4. Canadian Tire Motorsport Park, like all the other motorsport entities around, won’t issue attendance figures. But there was a big crowd on hand for the race. On driver’s left, going from turn four down to where the track starts to sweep up into Moss Corner, people were standing shoulder to shoulder behind the fence and I haven’t seen that for years.
And that was the road course. As I drove out of the place Saturday night, I was surprised to see the Mosport Speedway stands were packed solid (much like Merrittville’s were when I was there three weeks ago. Who wants to say that short-track racing isn’t thriving in southern Ontario?)
In any event, the big draw Saturday night at the Mosport oval was the OSCAAR late model stock cars and they, my friends, are rockets. You should check to see where they’re running next and take in a show. Those guys in those cars were well worth it.
5. It’s plain that the new owners of the old Mosport are hot on the trail of a NASCAR race (will it be the trucks, or the Nationwide stockers, or – dare I dream – the Cup cars that come?)

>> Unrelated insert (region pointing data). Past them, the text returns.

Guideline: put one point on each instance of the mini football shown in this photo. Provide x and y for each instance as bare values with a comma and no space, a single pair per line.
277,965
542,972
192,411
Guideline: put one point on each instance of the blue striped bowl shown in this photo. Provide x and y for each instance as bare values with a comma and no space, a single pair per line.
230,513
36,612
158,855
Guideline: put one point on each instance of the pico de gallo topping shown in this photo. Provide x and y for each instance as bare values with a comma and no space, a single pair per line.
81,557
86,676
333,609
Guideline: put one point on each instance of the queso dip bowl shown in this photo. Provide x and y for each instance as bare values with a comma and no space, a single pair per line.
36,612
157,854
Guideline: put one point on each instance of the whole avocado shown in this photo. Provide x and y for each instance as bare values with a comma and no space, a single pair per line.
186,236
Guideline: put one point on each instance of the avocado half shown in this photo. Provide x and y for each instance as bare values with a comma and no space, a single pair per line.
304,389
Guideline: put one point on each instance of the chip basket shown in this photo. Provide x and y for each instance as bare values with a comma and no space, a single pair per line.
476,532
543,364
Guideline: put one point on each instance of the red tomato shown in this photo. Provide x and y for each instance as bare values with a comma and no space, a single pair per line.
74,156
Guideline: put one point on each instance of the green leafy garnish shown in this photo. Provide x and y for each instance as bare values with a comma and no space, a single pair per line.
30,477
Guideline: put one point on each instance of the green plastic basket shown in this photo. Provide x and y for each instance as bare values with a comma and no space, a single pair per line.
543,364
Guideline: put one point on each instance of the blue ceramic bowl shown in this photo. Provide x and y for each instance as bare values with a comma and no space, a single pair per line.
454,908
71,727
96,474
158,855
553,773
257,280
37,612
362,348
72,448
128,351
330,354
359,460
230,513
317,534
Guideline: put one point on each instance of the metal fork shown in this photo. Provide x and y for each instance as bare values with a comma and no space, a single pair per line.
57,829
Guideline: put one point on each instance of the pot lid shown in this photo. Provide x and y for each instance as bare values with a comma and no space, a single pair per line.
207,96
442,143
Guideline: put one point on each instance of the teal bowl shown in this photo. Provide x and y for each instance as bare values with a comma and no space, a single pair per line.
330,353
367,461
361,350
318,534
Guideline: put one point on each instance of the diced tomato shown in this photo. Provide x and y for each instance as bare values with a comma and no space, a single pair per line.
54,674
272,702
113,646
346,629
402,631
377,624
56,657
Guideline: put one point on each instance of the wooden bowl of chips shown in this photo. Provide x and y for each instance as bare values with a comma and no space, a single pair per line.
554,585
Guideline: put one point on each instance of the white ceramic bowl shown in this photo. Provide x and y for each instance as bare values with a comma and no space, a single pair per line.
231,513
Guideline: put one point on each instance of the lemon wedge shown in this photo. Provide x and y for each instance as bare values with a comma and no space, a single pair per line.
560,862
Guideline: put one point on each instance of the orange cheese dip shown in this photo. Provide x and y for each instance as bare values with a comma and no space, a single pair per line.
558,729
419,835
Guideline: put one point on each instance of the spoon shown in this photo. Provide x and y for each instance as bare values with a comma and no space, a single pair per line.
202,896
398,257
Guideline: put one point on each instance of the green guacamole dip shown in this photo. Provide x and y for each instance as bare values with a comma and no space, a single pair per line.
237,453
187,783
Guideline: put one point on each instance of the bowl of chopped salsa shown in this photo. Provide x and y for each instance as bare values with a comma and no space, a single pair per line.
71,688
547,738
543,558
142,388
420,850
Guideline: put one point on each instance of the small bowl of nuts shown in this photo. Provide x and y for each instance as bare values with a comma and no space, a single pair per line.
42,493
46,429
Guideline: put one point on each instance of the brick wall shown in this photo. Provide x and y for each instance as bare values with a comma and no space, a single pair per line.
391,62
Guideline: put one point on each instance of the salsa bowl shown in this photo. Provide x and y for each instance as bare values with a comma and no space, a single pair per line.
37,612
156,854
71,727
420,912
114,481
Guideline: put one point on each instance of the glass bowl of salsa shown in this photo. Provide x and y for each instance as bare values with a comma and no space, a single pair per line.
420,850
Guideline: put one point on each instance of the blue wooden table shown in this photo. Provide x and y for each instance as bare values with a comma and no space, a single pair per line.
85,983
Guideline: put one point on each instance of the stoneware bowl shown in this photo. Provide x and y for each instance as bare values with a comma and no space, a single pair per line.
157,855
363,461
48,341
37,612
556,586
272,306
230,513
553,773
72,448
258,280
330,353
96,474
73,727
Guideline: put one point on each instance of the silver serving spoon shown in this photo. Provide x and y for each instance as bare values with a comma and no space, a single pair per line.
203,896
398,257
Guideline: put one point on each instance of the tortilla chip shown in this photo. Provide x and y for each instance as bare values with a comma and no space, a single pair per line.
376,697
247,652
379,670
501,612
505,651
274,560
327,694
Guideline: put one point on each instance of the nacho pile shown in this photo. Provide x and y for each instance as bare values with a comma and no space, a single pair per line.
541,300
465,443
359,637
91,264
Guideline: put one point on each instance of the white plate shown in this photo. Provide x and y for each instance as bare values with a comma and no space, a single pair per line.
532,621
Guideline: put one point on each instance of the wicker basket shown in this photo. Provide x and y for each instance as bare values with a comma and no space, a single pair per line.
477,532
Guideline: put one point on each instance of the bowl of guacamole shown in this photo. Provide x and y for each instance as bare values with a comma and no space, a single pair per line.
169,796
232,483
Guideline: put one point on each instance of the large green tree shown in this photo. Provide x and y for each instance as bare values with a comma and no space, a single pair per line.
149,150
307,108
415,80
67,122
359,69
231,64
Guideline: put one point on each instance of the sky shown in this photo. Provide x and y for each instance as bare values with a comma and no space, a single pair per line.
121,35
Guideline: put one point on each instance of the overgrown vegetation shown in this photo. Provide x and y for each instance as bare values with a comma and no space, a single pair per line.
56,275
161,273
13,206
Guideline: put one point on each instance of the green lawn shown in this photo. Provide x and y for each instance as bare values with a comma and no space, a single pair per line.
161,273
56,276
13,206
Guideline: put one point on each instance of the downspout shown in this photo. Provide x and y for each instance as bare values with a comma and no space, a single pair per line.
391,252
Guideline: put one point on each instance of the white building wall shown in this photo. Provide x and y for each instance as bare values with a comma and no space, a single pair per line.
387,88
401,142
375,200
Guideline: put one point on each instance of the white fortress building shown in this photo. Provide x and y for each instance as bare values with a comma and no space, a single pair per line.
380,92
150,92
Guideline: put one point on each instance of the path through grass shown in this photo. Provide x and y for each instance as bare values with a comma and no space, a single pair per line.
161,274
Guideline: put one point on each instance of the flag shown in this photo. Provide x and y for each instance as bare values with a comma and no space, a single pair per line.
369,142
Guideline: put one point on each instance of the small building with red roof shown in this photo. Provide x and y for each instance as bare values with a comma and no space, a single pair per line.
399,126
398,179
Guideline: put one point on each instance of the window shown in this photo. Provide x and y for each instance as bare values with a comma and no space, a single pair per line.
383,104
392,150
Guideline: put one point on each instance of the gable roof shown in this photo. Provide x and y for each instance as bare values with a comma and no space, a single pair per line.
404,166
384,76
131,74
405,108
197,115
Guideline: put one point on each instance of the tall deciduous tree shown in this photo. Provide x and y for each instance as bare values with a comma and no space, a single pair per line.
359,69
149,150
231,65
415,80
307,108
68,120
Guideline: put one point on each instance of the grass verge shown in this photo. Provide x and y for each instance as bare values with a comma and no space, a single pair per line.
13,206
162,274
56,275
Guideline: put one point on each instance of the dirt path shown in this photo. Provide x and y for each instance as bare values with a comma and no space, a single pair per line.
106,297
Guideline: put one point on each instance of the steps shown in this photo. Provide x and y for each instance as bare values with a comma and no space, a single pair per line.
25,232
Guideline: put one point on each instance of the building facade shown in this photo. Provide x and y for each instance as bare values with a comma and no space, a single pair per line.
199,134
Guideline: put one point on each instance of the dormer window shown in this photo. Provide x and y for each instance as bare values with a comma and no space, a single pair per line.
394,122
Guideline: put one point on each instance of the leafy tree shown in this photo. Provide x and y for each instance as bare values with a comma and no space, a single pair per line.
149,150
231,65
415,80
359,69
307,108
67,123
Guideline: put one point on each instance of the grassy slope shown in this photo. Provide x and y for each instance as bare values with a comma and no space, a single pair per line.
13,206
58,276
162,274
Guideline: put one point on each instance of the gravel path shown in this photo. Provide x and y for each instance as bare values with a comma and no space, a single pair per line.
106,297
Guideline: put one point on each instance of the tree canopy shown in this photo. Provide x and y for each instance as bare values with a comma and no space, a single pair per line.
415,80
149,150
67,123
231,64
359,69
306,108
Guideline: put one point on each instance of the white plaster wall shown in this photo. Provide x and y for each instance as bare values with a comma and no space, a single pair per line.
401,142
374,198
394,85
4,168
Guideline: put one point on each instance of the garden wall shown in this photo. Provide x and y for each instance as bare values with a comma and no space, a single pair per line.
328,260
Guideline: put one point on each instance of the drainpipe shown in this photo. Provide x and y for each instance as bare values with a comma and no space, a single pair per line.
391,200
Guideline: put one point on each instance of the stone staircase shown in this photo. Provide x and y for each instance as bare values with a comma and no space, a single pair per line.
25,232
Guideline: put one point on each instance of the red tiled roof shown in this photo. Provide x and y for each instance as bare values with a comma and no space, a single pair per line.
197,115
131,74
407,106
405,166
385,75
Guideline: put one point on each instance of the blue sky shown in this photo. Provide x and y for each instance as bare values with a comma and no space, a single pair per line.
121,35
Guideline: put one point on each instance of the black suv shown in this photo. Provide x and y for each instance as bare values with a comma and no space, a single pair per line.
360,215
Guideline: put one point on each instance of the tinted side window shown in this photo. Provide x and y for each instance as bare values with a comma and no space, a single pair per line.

In any event, there have to be 43 pit stalls to accommodate any of those series, which means the old control tower that has stood since 1962 will either have to come down or be moved and that could happen sooner rather than later if a NASCAR race is to be reality in 2013.
The new corporate centre is being built as we speak. Canadian Tire Motorsport Park is lookin’ pretty good.
5A. If a NASCAR race becomes reality, will the Grand Am Rolex Series be far behind? And will the Grand Am and the ALMS be able to co-exist at the same facility? Just wondering.
6. When I heard about (and later saw) Sebastien Vettel’s off-track pass of Jenson Button near the end of the German Grand Prix Sunday (he was subsequently penalized 20 seconds, moving him from second to fifth – although, like Bergmeister/Long at Mosport it was after the podium ceremony – the first thing I thought of was Alex Zanardi’s pass of Bryan Herta in a CART race at Laguna Seca in 1996.
In Germany, they had stewards to look at the circumstances and determine a penalty, if any. In California in the Nineties, Zanardi’s audacity caught everyone by surprise and it was only much later that people were saying that it shouldn’t have counted, that Zanardi left the race track to make the pass.
Even today, Herta will tell you it was illegal (you decide: take a look here).
7. I don’t know what D.J. Kennington of St. Thomas has been putting in his coffee but at Edmonton Sunday he won his fourth consecutive NASCAR Canadian Tire Series race – the 15th victory of his career.
Kennington was running third when, during a late-race restart, the first and second-place cars of Scott Steckly of Milverton and J.R. Fitzpatrick of Cambridge collided, allowing Kennington to take the lead.
Jason Hathaway of Dutton, Ont., finished second – he’s having a great year – while Trevor Seibert of Williams Lake, B.C., was third. Steckly recovered to finish fourth.
8. Jordan Szoke of Brantford won the Mopar Canadian Superbike Championship round at Atlantic Motorsport Park at the weekend, with Jodi Christie of Keene, Ont., second and Frank Rombino of Kleinburg third. The motorcycles will be at Canadian Tire Motorsport Park in August.
9. Rinaldo (Dindo) Capello has called it at a day. The sports car racer with an astounding record - two-time ALMS champion, 23 ALMS victories, three 24 Hours of Le Mans victories, five Sebring 12 Hours wins (including 2012) and three ELMS triumphs - is 48 and says his work is done.
Hey, maybe he'll be able to enjoy life a little. Years ago, when Mosport announcer Jim Martyn and I had a radio show on the Fan, Capello arrived for an interview and said he was starving. An aide was dispatched to a nearby restaurant to pick up a chicken caesar salad. Capello wouldn't start to eat it until he'd picked out every single one of the croutons.
10. Speedtv.com is reporting that Lotus will withdraw from the IndyCar series at season's end but CEO Randy Bernared says they have four years remaining on a five-year contract and will have to negotiate a settlement. Oh? If Lotus hasn't been able to afford to put any additional moneys into its dismal engine program, who thinks it will have any to buy its way out of its commitment?